This past June, José Saramago died. He was 87.
Awarded the Noble Prize for Literature in 1998, he was the author of such novels as Blindness, The Gospel according to Jesus Christ, and The Year of the Death of Ricardo Reis.
I recently finished the Portuguese novelist’s The Notebook, a year’s worth of literary, political, and personal entries from his blog from September 2008 through August 2009. He shared collected “commentary, reflections, simple opinions about this and that, in short whatever happened to occur to me.” [xi]
Therein, he characterized his wife Pilar as: “the most practical and objective of all the individuals I know.”  His favorite writers included Camões, Cervantes, Montaigne, Voltaire, Pessoa, Kafka, Borges, and Gogol. He was intensely concerned with the struggles of the Palestinian people. A member of the Portuguese Communist Party for almost forty years, he was often critical of the Left’s fecklessness. And there are numerous rants in these pages against the horrors done to his beloved Italy by Berlusconi.
Saramago’s blog contains passages that inspire and irritate, move and inform, provoke and please. What follows is a small sample…
On George Bush: A liar emeritus, he is the high priest of all the other liars who have surrounded him, applauded him, and served him over the past few years. 
[The market] is the instrument par excellence of authentic, unitary, simple power, global economic and financial power, which is not democratic because the people never elected it, which is not democratic because the people do not govern it, and finally which is not democratic because it does not have the people’s happiness as their aim. 
The Catholic Church cares little or nothing for the destiny of souls, and has always had the control of bodies as its primary aim, while secularism has always been the first door through which the body seeks its escape along with the soul, given that one of them cannot set out on a path in any direction without the other. 

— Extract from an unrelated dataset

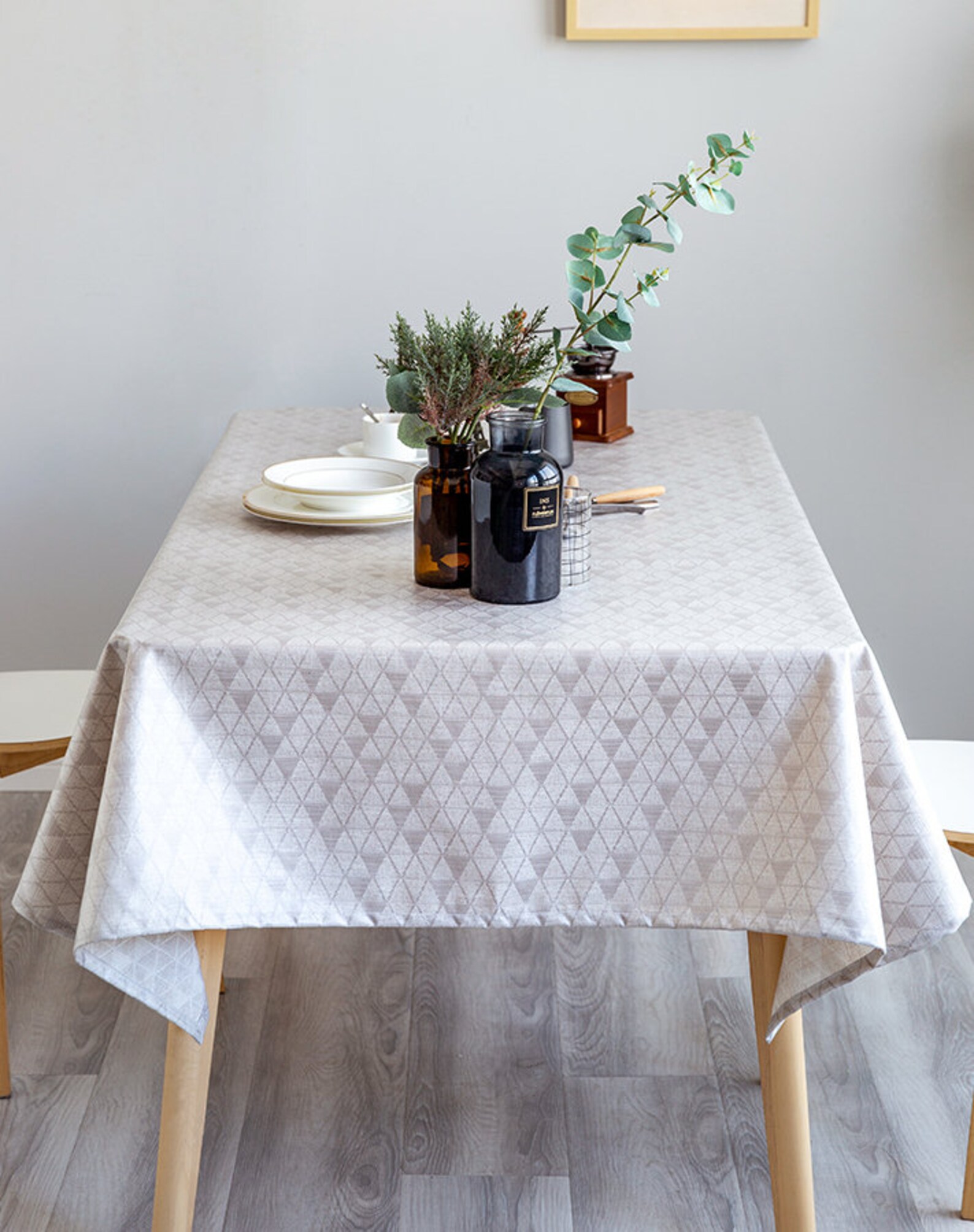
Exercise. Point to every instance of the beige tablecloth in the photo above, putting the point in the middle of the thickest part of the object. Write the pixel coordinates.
(285, 731)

On Palestinian poet Mahmoud Darwish: Rooted in life, in the sufferings and eternal longings of the Palestinian people, Darwish’s poems have a formal beauty that often skirts transcendent moments of the ineffable with a few simple words, like a diary where one can trace step by step, teardrop by teardrop, the catastrophes—but also the profound, if scarce, moments of joy—a people who have undergone a martyrdom for the past sixty years to which there is still no end in sight. 
We must not be complicit in the chaos with which the Bush Administration has infected half the world. Neither as governments, nor as citizens. 
When the Zapatistas came out of the Lacandon jungle, having crossed half of Mexico to reach Zócalo Square, I was there, one of a million people. I experienced the thrill, the pulse of hope running through my whole body, the desire for change and the desire to make myself something better, less selfish, more capable of giving myself up to it. Marcos spoke, he named each of the ethnic groups of Chiapas, and as each name was spoken it was as though the ashes of millions of indigenous Indians had detached themselves from their tombs and been reincarnated. I’m not writing literature, which comes easily, I’m trying—awkwardly—to put into words something that no words can express: the moment when the human turns superhuman, and then, in one step, reverts to its most extreme humanity. 
On Lisbon: We, the inheritors of this city, are the descendants of Christians and Moors, of blacks and Jews, of Indians and Orientals, in short, of all races and creeds considered good, along with those that have been called bad. 
In Spain, to act in solidarity (solidarizarse) is a verb daily conjugated in three tenses: present, past, and future. A memory of past solidarity reinforces the solidarity demanded by the present, and both together pave the way for future solidarity to return and show itself in its fullest glory. 
But each word [Colombian journalist] Laura [Restropo] writes of them are tears, groans and cries that would keep us all awake at night if our highly flexible consciences had not grown accustomed to the idea that the world is going where those who control it want it to go, and it is enough for us to cultivate our own patches the best we know how, without troubling ourselves about what may be occurring on the other side of our living room wall. 
What we call the state of the world is the state of ourselves, wretched humanity, inevitably made up of old people who were once young, young people who will be old, and those who are no longer young but are not yet old. 
Personal egotism, indolence, lack of generosity, the petty daily instances of cowardice, all of these contribute to this pernicious form of mental blindness that consists in being of the world and not perceiving the world, or in only seeing what, at any given moment, is capable of serving our own private interests. In such cases, we can hardly wish for some sign that our conscience will awake and shake us urgently by the arm, asking the point-blank question: “Where are you going? What are you doing? What do you think is going one?” What we need is an insurrection of liberated consciences. But is such a thing still possible?